ただの日記です。それ以上でもそれ以下でもありません。

上司が好む音楽


 ハンドルを握る僕の傍ら、窓の向こうで風が泣いている。冬が近づくにつれ葉を奪われていく木々、そのあいだを風が通り抜けるときのあのひょうるるという音。僕には泣き声に聞こえる。泣き声は聞きたくない。僕の中心にある寂しさの核みたいなものが共鳴してしまいそうだから。苦い想い出はなかなか死なない。僕から立ち去ろうとしない。


 20世紀末。よく晴れた11月の日曜日の午後。
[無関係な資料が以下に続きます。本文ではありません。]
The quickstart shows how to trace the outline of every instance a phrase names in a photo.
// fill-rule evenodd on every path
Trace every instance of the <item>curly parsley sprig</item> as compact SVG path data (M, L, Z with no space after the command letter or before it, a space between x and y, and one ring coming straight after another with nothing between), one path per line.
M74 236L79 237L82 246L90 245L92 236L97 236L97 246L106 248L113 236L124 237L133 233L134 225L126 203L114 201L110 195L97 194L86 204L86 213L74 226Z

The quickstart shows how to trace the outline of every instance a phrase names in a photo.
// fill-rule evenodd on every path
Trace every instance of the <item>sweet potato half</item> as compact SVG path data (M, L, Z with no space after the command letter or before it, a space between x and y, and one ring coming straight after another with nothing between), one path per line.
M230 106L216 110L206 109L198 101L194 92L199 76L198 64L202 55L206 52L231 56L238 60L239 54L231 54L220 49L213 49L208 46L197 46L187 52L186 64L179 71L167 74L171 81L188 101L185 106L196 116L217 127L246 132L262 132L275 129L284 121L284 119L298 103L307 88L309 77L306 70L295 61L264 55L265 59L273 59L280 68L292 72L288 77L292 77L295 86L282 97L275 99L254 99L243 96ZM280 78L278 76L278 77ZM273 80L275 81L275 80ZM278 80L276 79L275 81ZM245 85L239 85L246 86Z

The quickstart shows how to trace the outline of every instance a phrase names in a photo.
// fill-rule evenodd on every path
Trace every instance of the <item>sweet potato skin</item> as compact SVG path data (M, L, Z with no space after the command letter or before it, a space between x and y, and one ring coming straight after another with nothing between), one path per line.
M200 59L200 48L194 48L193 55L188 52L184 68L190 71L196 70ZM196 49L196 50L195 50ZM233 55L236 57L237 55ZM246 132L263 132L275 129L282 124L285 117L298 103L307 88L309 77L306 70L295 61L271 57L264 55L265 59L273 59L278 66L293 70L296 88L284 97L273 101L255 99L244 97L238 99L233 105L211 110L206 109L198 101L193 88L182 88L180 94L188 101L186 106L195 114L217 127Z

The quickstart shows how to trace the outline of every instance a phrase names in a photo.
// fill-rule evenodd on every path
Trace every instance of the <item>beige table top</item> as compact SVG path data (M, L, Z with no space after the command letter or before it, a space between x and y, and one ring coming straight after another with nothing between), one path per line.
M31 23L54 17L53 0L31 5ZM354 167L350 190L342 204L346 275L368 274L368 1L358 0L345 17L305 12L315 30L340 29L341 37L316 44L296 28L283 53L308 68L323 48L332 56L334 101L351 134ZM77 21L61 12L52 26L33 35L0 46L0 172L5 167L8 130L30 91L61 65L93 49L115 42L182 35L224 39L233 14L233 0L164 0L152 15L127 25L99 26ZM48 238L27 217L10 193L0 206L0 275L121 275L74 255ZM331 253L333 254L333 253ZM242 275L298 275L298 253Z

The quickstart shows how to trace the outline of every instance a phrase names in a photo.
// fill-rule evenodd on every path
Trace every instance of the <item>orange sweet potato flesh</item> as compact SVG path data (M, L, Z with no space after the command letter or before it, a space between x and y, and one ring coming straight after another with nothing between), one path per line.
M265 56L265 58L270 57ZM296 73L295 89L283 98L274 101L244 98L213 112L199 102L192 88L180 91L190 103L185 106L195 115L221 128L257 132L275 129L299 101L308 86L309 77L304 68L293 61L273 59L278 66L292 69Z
青山一丁目、外苑前、それから神宮球場。僕とガールフレンドを乗せて走るホンダシティの車内には「ジャクソン5」が流れていた。陽気な歌声が。「A・B・C!」楽譜を滑るようにして助手席の彼女が囁くようなアルトで話し出した。夏の日、Tシャツの下で揺れていた大きなオッパイはセーターに遮られていた。「音楽を切って。静かに真面目な話がしたいの」


 「1・2・3!」小さいマイケルの、ジャンプしそうな歌声。ソング。「なにかな?今、音楽を止めてしまったら僕らも終わってしまったりして」「そんな残酷なことはしないわ。お願い」「わかったよ」マイケルの歌声を止めると彼女の口が「別れましょう」とあっさり言ったので、僕は日本青年館前の路上にオッパイしか取り柄のない女を突き落とした。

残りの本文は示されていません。